Art museums may be closed during the Covid-19 shutdown, but art can still offer solace even if you can’t see it in person. The National Gallery of Art has been sharing some of its offerings online, including its eagerly awaited new Degas exhibit, and has other activities that help people engage with art.
Then there’s the museum’s permanent collection, a trove of fascinating and important work. Below, DC-based art historian David Gariff shares some thoughts on how art can speak to the emotions we’re all feeling right now. He also offers 10 paintings that he finds especially relevant.
We are living in an age of anxiety. From the personal—where we are assaulted daily with fears, warnings, and entreaties to see our doctor about a host of ailments from which we might be suffering—to the current, real, and urgent discussions and frightening scenarios related to pandemics, politics, terrorism, climate change, tainted food, and visions of the apocalypse, we are subjected to an endless barrage of contradictory and fear-inducing threats. It seems that the very nature of simple, well-established, and time-tested strategies for living, and living well, have been jettisoned. Obscured amid all the stress and turmoil is any chance of creating or discovering a path forward of meaning, hope, understanding, or faith.
In our present dilemma, the seeming loss of even the smallest refuge from the din that now passes for serious discourse is doubly tragic. A peaceful respite that can comfort us in these trying times is to be found at the National Gallery of Art. Despite the Gallery’s closure, we are still able to experience many of the paintings in the safety and quiet of our homes via modern technology. The struggle for meaning, truth, acceptance, faith, and redemption is no less potent even if the answers remain unresolved and conditional. The poignancy of the human drama, the dignity of the individual, the longing for nature, and the desire to silence fears and doubts from the past still resonate and move us today. In our personal and solitary engagement with great works of music, literature, poetry, and painting resides the universal longing for a peaceful, reassuring, and meaningful resolution to our own age of anxiety. —David Gariff
10 Paintings of Introspection, Connection, and Longing
Rogier van der Weyden, “Portrait of a Lady,” c. 1460, oil on panel.
Why Gariff picked it: “Moments of peace in silent introspection.”
Georges de La Tour, “The Repentant Magdalen,” c. 1635/1640, oil on canvas.

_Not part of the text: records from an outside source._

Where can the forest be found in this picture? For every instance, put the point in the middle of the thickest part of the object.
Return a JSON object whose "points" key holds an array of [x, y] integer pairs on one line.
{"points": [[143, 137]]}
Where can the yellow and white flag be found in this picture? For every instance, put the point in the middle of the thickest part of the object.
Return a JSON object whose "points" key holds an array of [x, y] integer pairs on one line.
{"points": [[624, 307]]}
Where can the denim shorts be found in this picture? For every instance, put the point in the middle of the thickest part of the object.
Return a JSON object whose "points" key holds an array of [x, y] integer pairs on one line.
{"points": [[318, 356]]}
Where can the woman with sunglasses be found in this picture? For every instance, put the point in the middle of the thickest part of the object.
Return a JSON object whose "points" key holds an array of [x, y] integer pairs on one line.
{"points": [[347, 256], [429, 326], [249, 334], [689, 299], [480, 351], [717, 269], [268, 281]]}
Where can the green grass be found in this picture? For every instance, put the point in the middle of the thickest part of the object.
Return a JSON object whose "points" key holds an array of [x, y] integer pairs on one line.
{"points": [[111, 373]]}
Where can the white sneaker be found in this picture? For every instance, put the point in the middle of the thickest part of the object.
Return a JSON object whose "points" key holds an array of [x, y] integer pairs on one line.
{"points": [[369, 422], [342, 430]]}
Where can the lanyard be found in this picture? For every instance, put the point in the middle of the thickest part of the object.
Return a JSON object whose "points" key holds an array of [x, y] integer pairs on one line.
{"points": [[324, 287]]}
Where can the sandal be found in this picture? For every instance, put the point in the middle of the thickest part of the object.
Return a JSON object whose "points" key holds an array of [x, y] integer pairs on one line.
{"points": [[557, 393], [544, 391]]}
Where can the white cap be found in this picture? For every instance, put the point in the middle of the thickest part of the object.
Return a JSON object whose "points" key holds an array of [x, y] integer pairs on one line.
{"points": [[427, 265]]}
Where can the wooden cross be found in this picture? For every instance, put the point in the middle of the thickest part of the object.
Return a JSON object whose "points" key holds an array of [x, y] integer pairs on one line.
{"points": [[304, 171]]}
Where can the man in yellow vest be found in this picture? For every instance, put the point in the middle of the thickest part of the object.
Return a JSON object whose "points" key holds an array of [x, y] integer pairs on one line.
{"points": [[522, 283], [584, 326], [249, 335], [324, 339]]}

Why Gariff picked it: “A meditation on vanity and the ephemeral aspects of life.”
Rembrandt van Rijn, “Self-Portrait,” 1659, oil on canvas.
Why Gariff picked it: “A confrontation with one’s own mortality.”
Johannes Vermeer, “Woman Holding a Balance,” c. 1664, oil on canvas.
Why Gariff picked it: “A reminder of the difficulty of keeping a life in balance.”
Jean Siméon Chardin, “Soap Bubbles,” probably 1733/1734, oil on canvas
Why Gariff picked it: “The transience of a life as delicate (fragile?) as a bubble.”
Jean Honoré Fragonard, “Young Girl Reading,” c. 1769, oil on canvas
Why Gariff picked it: “A life of books—never more meaningful.”
John Constable, “Wivenhoe Park, Essex,” 1816, oil on canvas.
Why Gariff picked it: “The longing for wind, sky, water, and light.”
Edouard Manet, “The Dead Toreador,” probably 1864, oil on canvas.
Why Gariff picked it: “The stark reality of things.”
Claude Monet, “The Japanese Footbridge,” 1899, oil on canvas.
Why Gariff picked it: “The aspiration of losing one’s self in nature.”
Edward Hopper, “Cape Cod Evening,” 1939, oil on canvas.
Why Gariff picked it: “The impulse to connect with the ones we love.”